When the house belonged to Wayne and Faye, Randy remembered, Wayne would use stereo speakers and an attached microphone to razz Randy and his cousins during family get-togethers and sleepovers. It's the same stereo Randy and other then-youngsters listened to a broadcast of Wayne's funeral service.

"All the kids were in here," Randy said, gesturing to his living room. "We listened to it here."

Randy was a mechanic in the 148th. He said his uncle's death was in the back of his mind when he'd work on the base's planes. Other fatal flying accidents at the fighter wing — a December 1991 F-16 crash in Panama that killed two, for instance — struck him particularly hard.

"That's kind of hard to take," Randy said.

Also killed in the line of duty was Master Sgt. George Ion, a flight line mechanic who died on July 16, 1975, while removing a high-pressure air bottle from inside an F-101B jet.

"We were getting ready for an inspection, and, of course, people were tired, they're working overtime, working extra hours," recalled Chief Master Sgt. Bill Ion of Duluth, another longtime 148th member and one of George's three sons who followed him to the fighter wing. "It was a tragic accident. Pretty traumatic — for me and the whole family."

George was a charter member of the 179th Fighter Squadron, which means he was among the 50 people who first comprised the squadron when it was first activated in 1948. The squadron is a unit of the 148th.

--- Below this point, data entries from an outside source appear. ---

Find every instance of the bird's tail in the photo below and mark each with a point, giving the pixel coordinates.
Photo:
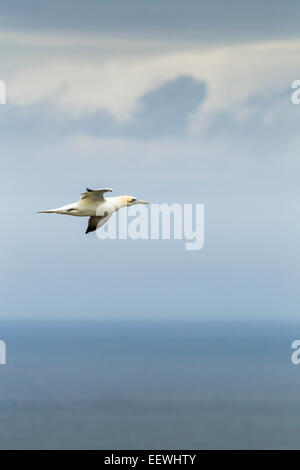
(51, 211)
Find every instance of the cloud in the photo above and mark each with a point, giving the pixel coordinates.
(232, 75)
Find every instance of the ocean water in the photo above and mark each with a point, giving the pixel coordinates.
(149, 385)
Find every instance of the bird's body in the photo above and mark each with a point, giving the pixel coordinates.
(93, 204)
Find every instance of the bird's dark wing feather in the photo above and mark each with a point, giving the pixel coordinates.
(93, 222)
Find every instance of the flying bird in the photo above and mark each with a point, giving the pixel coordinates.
(94, 205)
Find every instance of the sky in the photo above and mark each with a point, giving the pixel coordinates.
(170, 101)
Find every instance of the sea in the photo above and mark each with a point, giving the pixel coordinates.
(149, 384)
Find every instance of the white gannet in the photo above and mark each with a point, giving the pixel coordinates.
(94, 205)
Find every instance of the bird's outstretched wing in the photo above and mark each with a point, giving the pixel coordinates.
(96, 222)
(95, 194)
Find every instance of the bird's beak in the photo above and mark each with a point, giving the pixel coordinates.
(139, 201)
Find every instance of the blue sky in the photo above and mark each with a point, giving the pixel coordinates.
(170, 101)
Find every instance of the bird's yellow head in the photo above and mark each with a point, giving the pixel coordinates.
(130, 201)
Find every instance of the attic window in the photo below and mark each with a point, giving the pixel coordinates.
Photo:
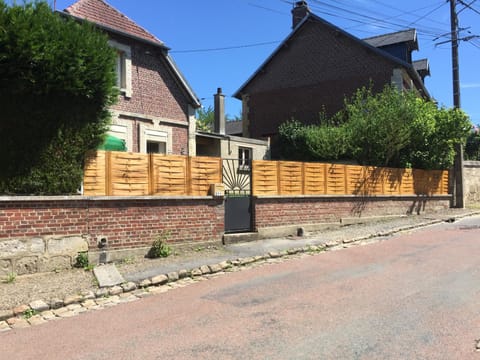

He was also one of three survivors of a C-47 crash on Memorial Day 1954 in Hermantown. Bill, who was 7 years old at the time, said he doesn't remember much about that crash. He does, though, remember George Ion lost a "chunk" of his leg, and that he worked in the family's yard and rode a bicycle to rebuild his strength afterward.

George, Bill recalled, was an avid camper and Boy Scout troop leader who nudged his sons to earn Eagle Scout honors. The Ion family went on regular camping and fishing trips to the Lake Kabetogama area. For years, they did so with the family of Earl Sugars, another of the three survivors of the 1954 C-47 crash, Bill said.

He also fondly remembered family road trips to New Mexico and Pike's Peak.

"I think everybody got sick going up there," Bill said with a chuckle.

A mechanic in his spare time, George would restore cars: a Dodge pickup that he made roadworthy after a rollover, for instance, and an old Lincoln Zephyr.

"He got that thing running," said Bill, who would fetch tools and hold the flashlight for his father. "I don't know how the hell he did that one."

Now retired, Bill has taken up car reupholstery. It's a hobby, he joked, that has turned into a headache.

Every air guard crash or death is emotional, Bill said.

"Whether you know them personally or not ... you're up and down," he said, moving his hands up and down for emphasis. "You feel all that."